Ringraziamo per la gentile concessione i figli Luca e Paolo.

Carlo Terzolo (1904-1975) non era un pittore en plein air; di ritorno dalle sue ricerche e osservazioni, dipingeva basandosi su appunti di schizzi riportati sui taccuini o impressi nella memoria. Rielaborava la realtà, senza mai perdere la concretezza, ma creando un mondo allusivo e sottilmente inquietante. Nato in una famiglia di agricoltori. Terzolo studia pittura all’Accademia Albertina di Torino. per poi viaggiare, grazie a premi e borse di studio in Italia e soggiornare a Parigi. Nel 1928 apre uno studio a Torino dove ospita Spazzapan nei primi giorni del suo arrivo da Gorizia. Negli anni precedenti l’ultimo conflitto mondiale svolge un’intensa attività espositiva, partecipando anche a mostre internazionali.
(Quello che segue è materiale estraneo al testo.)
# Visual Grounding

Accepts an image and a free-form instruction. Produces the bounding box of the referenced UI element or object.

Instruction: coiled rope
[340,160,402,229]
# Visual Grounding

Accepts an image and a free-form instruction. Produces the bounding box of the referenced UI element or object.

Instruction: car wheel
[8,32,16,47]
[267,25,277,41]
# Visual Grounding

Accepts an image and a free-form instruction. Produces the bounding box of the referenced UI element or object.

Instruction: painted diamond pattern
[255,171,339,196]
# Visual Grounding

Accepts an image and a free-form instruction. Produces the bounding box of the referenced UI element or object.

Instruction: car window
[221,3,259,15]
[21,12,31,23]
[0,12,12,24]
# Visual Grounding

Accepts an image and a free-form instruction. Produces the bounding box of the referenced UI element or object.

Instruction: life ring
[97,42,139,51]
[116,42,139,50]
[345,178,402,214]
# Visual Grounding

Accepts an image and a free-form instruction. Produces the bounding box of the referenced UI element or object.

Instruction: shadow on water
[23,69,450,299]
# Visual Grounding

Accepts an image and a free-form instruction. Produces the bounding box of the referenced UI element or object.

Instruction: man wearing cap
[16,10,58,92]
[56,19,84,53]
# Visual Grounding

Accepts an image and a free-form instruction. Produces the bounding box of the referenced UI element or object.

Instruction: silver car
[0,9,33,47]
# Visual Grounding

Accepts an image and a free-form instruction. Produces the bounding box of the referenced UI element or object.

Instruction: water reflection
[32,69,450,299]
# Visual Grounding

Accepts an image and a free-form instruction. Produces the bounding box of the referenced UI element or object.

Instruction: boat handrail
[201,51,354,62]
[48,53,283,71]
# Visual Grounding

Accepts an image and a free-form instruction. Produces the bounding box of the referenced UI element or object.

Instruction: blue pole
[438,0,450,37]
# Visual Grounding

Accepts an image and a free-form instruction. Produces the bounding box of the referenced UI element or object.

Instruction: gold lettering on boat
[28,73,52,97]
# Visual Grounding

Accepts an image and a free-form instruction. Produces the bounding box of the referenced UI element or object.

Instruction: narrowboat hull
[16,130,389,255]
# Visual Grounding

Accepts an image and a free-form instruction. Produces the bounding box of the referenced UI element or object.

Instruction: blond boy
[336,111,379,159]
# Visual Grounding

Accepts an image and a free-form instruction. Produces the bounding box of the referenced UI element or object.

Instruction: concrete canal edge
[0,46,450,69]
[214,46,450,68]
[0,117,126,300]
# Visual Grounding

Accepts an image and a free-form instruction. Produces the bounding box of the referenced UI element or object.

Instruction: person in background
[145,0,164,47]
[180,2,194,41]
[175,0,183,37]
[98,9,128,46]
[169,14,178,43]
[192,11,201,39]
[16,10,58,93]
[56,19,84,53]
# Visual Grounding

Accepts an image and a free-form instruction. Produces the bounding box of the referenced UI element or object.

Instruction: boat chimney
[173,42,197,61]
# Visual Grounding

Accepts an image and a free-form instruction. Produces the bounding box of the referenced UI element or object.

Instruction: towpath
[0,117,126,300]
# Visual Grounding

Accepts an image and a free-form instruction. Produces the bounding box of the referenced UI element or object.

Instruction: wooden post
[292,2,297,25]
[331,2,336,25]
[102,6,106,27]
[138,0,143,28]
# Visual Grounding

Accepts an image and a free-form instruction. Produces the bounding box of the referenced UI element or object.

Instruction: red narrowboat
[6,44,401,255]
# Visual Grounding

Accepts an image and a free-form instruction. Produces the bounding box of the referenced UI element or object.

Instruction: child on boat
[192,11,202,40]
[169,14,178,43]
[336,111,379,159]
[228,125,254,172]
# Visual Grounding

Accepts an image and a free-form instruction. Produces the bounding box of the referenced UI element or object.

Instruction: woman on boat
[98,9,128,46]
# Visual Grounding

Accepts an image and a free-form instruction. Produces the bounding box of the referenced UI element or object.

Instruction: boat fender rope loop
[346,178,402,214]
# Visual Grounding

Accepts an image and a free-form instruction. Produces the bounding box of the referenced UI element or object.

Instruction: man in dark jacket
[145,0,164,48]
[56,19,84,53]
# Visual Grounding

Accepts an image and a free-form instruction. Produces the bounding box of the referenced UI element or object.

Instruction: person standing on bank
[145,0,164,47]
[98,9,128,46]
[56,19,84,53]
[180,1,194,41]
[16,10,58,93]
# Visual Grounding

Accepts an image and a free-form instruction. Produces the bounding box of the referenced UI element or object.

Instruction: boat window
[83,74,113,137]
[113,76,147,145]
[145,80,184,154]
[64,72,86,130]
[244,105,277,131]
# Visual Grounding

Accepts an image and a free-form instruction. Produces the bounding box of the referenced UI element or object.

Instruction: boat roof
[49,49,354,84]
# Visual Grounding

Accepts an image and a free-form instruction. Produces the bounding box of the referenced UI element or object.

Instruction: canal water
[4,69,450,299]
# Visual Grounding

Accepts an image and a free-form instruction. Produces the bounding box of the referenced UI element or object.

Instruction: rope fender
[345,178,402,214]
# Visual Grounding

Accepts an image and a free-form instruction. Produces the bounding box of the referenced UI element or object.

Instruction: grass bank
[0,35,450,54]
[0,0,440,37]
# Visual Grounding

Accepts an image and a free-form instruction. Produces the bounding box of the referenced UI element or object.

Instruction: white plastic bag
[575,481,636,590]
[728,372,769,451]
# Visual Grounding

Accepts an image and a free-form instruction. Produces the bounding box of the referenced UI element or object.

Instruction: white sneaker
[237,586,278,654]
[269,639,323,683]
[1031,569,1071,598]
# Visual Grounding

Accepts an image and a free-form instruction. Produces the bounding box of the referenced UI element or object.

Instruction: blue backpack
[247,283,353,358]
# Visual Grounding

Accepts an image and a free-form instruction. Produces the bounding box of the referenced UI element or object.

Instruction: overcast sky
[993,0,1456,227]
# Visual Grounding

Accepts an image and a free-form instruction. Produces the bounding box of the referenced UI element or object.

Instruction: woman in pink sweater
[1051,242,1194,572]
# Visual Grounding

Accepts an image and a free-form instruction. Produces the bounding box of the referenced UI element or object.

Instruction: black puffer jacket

Nel 1934 è invitato alla sua prima Biennale di Venezia. inizio di una lunga carriera ricca di mostre e riconoscimenti. Nel 1971 la Città di Asti gli dedica una grande mostra nel Battistero di San Pietro. Accanto all’attività artistica, Terzolo affianca una lunga esperienza didattica prima alLiceo Artistico di Torino poi all’ Accademia Albertina. Da segnalare anche la sua attività di affrescatore. Oltre a realizzare affreschi in cappelle e chiese, esegue un vasto affresco (oltre 92 metri quadri) nel Salone delle contrattazioni della Borsa Merci di Torino. Di lui hanno scritto, tra gli altri, Giovanni Arpino,, Luigi Carluccio, Italo Cremona, Francesco De Bartolomeis, Angelo Dragone, Mario Lattes, e Pino Mantovani.